If you have profit, there is the possibility of competing, finding the crack in Leviathan’s defenses. That, and follow some of this advice.

Selling to Google

The management team at Joyent meet via teleconference recently and agree that now is the time not to sell to Google. We can’t comment whether of not there was an offer. Google it on Yahoo search [apologies to the lawyers]. We did agree that we would continue to run our business (profitably) until the time Google is ready to match our price.


  1. [begin googlephobia]

    I’m glad you’re planning on staying independent. I love the connector, and I’d hate to have to stop using it if Google bought it up, as I’d be disturbed as heck if I started getting Ads targeted based not only on my email, but my files, calendar and Address Book too.

    I know that Joyent in its current state cares about privacy, and seems to actually care about “doing no evil”. Hopefully that policy will stay in place for a good, long time.

    [end googlephobia]

    wanderfowl    1047 days ago    #
  2. What would happen to TextDrive if Google were to pony up enough cash?

    tim    1047 days ago    #
  3. Do it for the money. Is that the thing? Is it the thing that launched TextDrive?

    OK, things change, including people’s motivations and where they’re going. And maybe some of the founders always had money in mind.

    And that’s all fine and proper. Hell, we all need money. I even had some once upon a time, or so I seem to remember.

    But TextDrive. That’s the thing. Even for those of us who weren’t there at the start, it means a lot. And I guess, sentimentally, we’d like to think that it means more to you people than the potential of a large cheque from Google or Yahoo.

    So, perhaps you tease. Have a little fun. Why not; it’s your prerogative. But tread gently.

    andrew    1047 days ago    #
  4. Oh, I don’t want to speak for Dean and Jason, but I’m sure they didn’t do TextDrive for the money…they did it for the pain! ;) Seriously, money is just a proxy for reward. Whatever you do, make sure you’re rewarded. Make sure you have fun. But…all startups, however fun, and however altruistic, are long, difficult, upward climbs.

    David Young    1047 days ago    #
  5. That’s what I was getting at: does reward necessarily equal financial riches? In the context of startups, that is. I mean, if the reward you seek is soul satisfaction, artistic satisfaction, to be a change in the world or, like me, just time to be a good-enough Dad, do you have to push-push-push for the money?

    An honest question, no more.

    andrew    1047 days ago    #
  6. Great question. In my experience, startups, when done right, are so consuming, require so much sacrifice on the part of the family (wife and children), are mentally and physically draining: one is essentially trying to compress a 40 year career into 5+ years, from a financial standpoint. The financial reward is the carrot. Other rewards follow, too. Other satisfactions. But those don’t pay the mortgage, educated the children, cover retirement.
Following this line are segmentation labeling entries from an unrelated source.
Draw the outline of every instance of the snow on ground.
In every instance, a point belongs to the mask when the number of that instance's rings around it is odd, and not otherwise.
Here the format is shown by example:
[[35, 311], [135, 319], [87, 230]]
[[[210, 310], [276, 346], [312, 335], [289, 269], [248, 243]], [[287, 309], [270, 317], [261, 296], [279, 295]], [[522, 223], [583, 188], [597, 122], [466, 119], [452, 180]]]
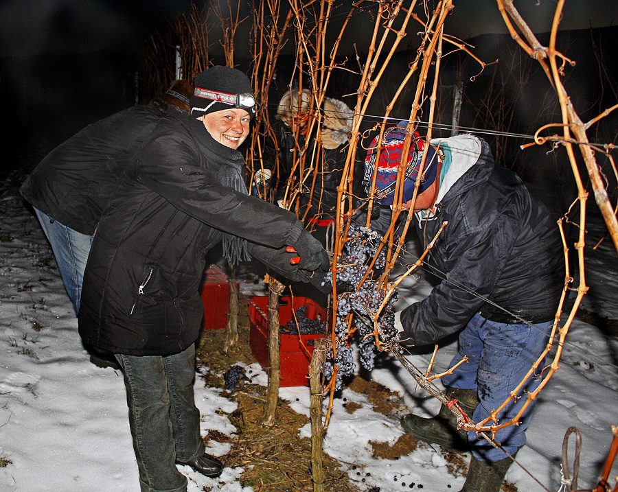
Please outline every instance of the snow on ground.
[[[613, 257], [601, 266], [613, 272], [604, 278], [614, 292], [615, 265]], [[431, 288], [417, 277], [404, 284], [407, 302], [422, 298]], [[243, 286], [247, 294], [255, 288]], [[441, 349], [436, 371], [447, 367], [455, 350], [455, 344]], [[0, 458], [10, 462], [0, 468], [0, 491], [139, 491], [122, 375], [91, 363], [43, 233], [14, 187], [7, 185], [0, 189]], [[571, 425], [583, 437], [580, 487], [596, 483], [611, 442], [610, 427], [618, 425], [616, 353], [615, 338], [573, 323], [562, 368], [541, 393], [528, 443], [517, 456], [549, 490], [560, 487], [562, 440]], [[417, 354], [409, 359], [424, 368], [430, 356]], [[259, 365], [251, 368], [254, 381], [266, 384]], [[413, 412], [431, 415], [437, 411], [438, 402], [417, 390], [413, 380], [392, 361], [375, 369], [372, 377], [400, 392]], [[216, 410], [231, 412], [234, 403], [221, 396], [220, 389], [205, 388], [198, 377], [195, 388], [203, 430], [231, 434], [233, 426]], [[307, 388], [282, 388], [280, 394], [295, 410], [308, 414]], [[343, 408], [344, 398], [361, 408], [348, 414]], [[324, 443], [325, 451], [349, 470], [360, 490], [379, 487], [381, 492], [391, 492], [422, 485], [436, 492], [459, 490], [464, 479], [448, 472], [439, 448], [422, 445], [396, 460], [373, 458], [370, 440], [394, 443], [402, 431], [400, 416], [374, 412], [365, 398], [345, 390], [335, 400]], [[310, 432], [308, 425], [301, 431], [304, 436]], [[227, 449], [214, 443], [209, 451], [222, 456]], [[240, 469], [226, 469], [215, 480], [187, 467], [181, 471], [189, 477], [191, 492], [205, 486], [215, 491], [252, 490], [238, 482]], [[615, 465], [610, 477], [617, 474]], [[514, 465], [507, 478], [520, 491], [542, 490]]]

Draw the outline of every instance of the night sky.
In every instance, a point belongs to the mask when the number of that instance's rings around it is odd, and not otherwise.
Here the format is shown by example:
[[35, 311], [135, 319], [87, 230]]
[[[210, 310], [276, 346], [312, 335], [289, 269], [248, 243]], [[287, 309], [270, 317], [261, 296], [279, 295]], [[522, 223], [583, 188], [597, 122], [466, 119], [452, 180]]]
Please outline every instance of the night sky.
[[[202, 5], [200, 0], [196, 3]], [[335, 21], [345, 16], [350, 3], [351, 0], [336, 3]], [[4, 132], [3, 143], [12, 145], [33, 127], [53, 124], [67, 115], [93, 121], [126, 106], [128, 91], [119, 88], [121, 79], [125, 86], [128, 76], [130, 80], [130, 69], [122, 66], [117, 56], [138, 52], [153, 26], [165, 26], [179, 14], [187, 12], [190, 4], [190, 0], [3, 0], [0, 97], [11, 129]], [[454, 0], [454, 4], [446, 25], [449, 34], [467, 39], [507, 32], [494, 0]], [[364, 5], [371, 8], [375, 3]], [[525, 0], [515, 5], [536, 32], [549, 29], [555, 0]], [[249, 3], [243, 0], [241, 5], [241, 16], [249, 15]], [[371, 33], [371, 16], [354, 16], [348, 28], [354, 34], [348, 36], [351, 40], [342, 42], [340, 54], [353, 54], [354, 43], [359, 51], [366, 51], [369, 41], [363, 33]], [[560, 27], [586, 29], [617, 23], [618, 0], [566, 0]], [[250, 20], [245, 25], [249, 27]], [[216, 29], [211, 38], [217, 38]], [[417, 30], [409, 29], [411, 40], [402, 43], [404, 49], [411, 46]], [[239, 56], [243, 51], [249, 54], [246, 33], [239, 32]], [[218, 46], [213, 43], [213, 50]], [[35, 97], [37, 104], [30, 104]]]

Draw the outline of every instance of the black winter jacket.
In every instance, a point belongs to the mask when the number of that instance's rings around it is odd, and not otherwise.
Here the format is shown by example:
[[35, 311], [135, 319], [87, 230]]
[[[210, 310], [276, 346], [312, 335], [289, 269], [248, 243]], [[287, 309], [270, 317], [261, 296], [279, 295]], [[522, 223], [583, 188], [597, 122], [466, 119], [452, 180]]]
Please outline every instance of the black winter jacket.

    The wonderful thing about a startup is one is working on something one loves, and can see the immediate results of one’s actions (positive or negative) with a minimal of politics.

    David Young    1047 days ago    #
  7. I applaud you for holding out for what you’re worth. I’m sure it’s much easier when you’re already profitable, but there has to be a temptation to cash out and do something easier for awhile.

    And I have no problem at all with startups cashing out. It seems to me that’s a rational motivator and end-game. Doing something purely for the beauty of it is usually a luxury reserved for those who are already financially secure or those who simply don’t care about economic matters. We can’t all be artists or nothing would get done.

    — Clark Wilkins    1046 days ago    #
  8. Does Richard White go by the nickname or Ryan, or was that a typo?

    App O Rama.com    1046 days ago    #
  9. Typo. Thanks.

    David Young    1046 days ago    #
  10. If Joyent was sold to Google, or whomever, would all our lifetime plans go away?

    Raymond Brigleb    1044 days ago    #
  11. Raymond: No

    Jason Hoffman    1043 days ago    #
  12. Wait, so this is real? It’s an actual possibility? I guess it shouldn’t surprise me from a business perspective, but I tend to be idealistic, and it kind of hurts from that emotional perspective.